At the same time, the rest of the breweries claimed a bigger piece of the pie. Twenty years ago Boston Beer sales accounted for 25.1% of craft and the 50 largest craft breweries for 77.5%. Ten years ago, Boston Beer’s share was 19.4% and the 50 largest sold 79.7% of craft. Last year, Boston Beer’s share was 13.2% and the 50 largest’s 68.1%. Different than what was occuring with breweries overall from the 1950s on.

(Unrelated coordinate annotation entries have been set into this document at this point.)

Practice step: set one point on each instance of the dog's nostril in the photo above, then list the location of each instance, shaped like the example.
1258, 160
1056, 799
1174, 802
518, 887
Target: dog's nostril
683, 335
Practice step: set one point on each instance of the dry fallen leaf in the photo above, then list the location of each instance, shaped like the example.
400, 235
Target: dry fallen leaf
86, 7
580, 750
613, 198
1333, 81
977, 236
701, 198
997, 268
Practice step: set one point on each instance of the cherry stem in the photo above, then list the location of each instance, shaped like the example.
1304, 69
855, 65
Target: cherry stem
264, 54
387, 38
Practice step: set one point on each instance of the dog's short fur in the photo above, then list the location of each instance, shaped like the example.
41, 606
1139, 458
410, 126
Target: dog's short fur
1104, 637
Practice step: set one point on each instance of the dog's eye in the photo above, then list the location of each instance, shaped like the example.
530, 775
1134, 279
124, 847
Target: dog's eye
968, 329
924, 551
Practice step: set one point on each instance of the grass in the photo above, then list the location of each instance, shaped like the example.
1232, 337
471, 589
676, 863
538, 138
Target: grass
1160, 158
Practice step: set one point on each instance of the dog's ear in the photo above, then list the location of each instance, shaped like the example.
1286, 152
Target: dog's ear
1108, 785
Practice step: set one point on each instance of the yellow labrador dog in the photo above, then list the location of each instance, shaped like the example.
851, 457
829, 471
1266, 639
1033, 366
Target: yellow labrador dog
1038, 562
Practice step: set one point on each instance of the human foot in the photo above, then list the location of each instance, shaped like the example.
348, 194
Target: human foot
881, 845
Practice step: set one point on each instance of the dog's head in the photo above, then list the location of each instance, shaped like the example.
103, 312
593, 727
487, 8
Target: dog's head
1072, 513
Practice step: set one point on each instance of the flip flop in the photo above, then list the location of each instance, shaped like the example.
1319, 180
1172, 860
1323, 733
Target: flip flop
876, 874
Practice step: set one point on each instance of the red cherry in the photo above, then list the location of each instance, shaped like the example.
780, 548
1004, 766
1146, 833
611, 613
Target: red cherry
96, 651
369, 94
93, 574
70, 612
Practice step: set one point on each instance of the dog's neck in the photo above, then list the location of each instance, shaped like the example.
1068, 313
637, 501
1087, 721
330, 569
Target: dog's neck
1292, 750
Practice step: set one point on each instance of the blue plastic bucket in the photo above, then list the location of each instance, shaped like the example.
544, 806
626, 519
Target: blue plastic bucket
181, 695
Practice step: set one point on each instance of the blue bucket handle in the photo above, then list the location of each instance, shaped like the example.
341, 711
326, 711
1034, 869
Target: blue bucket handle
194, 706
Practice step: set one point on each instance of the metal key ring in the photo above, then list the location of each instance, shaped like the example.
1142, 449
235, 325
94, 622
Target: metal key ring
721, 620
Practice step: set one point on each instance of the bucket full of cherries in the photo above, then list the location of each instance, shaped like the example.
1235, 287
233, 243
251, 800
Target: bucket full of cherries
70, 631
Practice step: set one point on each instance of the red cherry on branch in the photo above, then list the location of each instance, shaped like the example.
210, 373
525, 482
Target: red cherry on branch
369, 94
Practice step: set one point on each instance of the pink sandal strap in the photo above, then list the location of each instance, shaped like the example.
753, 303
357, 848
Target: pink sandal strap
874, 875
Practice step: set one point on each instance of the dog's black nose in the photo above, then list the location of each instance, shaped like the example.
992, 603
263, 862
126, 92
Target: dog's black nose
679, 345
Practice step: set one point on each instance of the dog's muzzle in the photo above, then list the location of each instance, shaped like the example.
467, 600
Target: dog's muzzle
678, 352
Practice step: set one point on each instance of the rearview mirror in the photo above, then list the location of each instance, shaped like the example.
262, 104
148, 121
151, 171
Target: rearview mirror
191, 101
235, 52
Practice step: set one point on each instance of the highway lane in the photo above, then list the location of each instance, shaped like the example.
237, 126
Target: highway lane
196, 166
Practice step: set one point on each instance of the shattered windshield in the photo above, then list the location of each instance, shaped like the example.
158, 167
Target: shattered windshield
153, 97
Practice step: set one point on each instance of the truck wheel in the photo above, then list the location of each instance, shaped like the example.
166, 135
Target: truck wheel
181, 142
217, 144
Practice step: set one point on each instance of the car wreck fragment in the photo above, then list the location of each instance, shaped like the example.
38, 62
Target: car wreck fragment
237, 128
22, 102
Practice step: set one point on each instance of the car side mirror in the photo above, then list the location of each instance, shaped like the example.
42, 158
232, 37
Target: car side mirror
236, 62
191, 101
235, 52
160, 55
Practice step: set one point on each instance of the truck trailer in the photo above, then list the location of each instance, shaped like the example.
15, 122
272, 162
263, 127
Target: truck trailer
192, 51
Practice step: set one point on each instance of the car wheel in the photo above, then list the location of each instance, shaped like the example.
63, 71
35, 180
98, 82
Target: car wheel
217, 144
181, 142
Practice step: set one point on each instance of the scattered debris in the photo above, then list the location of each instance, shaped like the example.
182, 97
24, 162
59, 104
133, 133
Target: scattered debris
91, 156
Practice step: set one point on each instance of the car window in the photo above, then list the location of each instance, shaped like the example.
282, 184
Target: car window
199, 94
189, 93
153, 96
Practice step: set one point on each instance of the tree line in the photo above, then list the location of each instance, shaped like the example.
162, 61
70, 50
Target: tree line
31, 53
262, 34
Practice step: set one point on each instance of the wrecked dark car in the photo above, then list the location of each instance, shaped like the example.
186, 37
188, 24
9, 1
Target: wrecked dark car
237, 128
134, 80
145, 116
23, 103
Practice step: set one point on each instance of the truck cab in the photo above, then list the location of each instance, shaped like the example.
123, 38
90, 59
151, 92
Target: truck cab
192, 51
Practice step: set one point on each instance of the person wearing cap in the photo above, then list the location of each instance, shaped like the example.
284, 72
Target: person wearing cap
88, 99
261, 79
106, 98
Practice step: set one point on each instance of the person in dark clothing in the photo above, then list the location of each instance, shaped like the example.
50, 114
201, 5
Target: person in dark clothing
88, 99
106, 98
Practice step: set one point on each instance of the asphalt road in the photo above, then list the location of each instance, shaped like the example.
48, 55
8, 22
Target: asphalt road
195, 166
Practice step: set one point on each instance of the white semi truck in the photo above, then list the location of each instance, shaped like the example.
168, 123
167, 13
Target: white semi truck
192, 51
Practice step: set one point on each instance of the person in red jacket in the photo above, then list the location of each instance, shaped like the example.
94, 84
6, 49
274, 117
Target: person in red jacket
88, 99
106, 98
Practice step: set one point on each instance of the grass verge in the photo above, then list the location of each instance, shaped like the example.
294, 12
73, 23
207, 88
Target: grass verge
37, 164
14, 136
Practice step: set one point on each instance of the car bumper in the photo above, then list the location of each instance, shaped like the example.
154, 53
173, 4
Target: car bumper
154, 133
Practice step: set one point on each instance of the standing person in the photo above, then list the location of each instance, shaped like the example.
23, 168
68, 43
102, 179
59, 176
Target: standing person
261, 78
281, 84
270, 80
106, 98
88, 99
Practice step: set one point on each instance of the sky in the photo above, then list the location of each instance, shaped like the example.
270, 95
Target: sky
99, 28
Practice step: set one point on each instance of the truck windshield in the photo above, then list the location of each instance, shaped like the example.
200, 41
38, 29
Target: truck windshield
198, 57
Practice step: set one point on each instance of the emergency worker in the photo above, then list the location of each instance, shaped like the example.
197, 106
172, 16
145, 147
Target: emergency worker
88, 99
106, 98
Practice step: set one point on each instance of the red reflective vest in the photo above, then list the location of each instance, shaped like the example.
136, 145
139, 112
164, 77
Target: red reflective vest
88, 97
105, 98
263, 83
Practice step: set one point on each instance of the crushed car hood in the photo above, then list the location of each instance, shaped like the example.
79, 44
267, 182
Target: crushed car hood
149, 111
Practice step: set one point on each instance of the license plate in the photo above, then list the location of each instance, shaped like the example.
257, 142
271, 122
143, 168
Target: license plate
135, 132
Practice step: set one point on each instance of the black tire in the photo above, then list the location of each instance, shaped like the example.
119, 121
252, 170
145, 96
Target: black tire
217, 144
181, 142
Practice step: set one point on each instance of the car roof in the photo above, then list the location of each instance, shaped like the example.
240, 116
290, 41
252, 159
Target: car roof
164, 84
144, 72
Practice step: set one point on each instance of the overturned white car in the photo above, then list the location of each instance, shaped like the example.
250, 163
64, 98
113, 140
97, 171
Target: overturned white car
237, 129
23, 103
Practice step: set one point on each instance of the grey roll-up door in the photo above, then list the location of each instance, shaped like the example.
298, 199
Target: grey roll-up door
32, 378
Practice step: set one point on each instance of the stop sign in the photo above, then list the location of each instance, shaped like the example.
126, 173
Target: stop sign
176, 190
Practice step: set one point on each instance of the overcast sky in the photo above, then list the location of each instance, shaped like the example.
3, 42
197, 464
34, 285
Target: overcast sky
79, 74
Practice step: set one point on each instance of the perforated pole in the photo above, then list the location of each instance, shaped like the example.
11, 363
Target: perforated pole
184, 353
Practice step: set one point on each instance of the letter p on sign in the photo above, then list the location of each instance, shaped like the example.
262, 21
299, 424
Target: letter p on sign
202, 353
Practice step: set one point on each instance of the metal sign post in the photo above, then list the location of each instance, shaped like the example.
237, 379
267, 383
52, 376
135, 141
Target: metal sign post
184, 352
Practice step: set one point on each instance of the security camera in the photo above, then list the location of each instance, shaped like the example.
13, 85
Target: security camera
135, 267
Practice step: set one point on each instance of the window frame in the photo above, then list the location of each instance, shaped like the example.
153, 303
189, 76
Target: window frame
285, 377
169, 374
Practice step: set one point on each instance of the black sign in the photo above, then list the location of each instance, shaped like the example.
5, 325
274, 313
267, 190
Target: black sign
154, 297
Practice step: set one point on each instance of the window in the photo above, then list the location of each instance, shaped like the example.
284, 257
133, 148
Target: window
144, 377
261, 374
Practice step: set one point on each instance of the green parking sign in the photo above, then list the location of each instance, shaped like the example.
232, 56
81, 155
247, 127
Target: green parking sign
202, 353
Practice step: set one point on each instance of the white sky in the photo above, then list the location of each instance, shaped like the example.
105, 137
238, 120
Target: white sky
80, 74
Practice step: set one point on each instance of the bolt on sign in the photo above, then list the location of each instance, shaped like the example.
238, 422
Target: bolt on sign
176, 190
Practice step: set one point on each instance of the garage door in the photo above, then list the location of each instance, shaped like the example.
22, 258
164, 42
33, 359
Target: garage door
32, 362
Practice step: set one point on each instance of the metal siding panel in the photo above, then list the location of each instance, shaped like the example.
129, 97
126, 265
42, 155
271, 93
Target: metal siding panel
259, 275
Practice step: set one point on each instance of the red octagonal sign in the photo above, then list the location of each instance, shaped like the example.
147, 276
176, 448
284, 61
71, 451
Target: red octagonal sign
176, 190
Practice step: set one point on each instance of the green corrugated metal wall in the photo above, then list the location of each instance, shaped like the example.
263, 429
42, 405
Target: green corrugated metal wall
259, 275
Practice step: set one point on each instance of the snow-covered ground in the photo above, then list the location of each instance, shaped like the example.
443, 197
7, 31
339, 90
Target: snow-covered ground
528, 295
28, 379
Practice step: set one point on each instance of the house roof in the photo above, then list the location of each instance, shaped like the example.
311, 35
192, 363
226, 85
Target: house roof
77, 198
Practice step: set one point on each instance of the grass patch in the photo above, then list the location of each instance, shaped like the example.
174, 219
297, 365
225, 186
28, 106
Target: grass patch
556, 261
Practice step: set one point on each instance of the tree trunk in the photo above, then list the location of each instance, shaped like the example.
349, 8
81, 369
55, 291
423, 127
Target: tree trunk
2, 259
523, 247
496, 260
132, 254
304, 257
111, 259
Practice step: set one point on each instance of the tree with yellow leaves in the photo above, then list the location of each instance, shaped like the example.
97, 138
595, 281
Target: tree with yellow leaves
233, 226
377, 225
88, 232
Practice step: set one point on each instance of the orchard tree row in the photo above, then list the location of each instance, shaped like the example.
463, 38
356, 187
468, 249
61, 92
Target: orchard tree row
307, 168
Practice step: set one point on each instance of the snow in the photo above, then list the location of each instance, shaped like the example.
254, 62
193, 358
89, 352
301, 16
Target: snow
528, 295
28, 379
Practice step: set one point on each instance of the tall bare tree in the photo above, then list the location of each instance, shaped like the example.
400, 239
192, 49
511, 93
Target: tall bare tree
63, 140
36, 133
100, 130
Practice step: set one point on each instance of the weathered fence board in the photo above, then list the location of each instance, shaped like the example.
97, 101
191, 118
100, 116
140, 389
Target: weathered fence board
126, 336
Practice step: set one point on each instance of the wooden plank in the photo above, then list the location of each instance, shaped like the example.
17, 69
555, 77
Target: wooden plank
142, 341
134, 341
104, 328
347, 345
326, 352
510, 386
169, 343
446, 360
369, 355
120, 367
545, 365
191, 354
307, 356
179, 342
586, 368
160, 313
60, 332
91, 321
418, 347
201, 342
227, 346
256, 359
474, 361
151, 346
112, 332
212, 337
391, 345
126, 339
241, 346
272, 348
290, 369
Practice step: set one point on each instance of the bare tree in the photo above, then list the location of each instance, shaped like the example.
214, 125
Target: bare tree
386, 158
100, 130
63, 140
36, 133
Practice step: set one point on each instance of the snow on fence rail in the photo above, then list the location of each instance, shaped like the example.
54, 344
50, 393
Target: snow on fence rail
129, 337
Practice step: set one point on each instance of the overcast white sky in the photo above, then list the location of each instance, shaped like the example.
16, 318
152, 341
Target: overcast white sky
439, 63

Last month, BA economist Bart Watson tweeted a California-specific fact: “Small breweries are small. Looking at CA 2014 data: Breweries < 100 bbls = 144. 100 < breweries < 1,000 = 209. Breweries > 1,000 = only 122.” If you break down the percentages that’s 30% under 100 barrels, 44% between 100 and 1,000, and 26% at 1,000 or more, and I wouldn’t be surprised if that reflects what’s going on elsewhere. But that third category includes a few breweries that are a lot bigger than 1,000 barrels, so you see a landscape cluttered with hundreds of smaller trees/buildings/hills (choose your own analogy) and a few large ones.

It’s not going to look exactly the same next year, or in five years. But I think we’ll recognize it.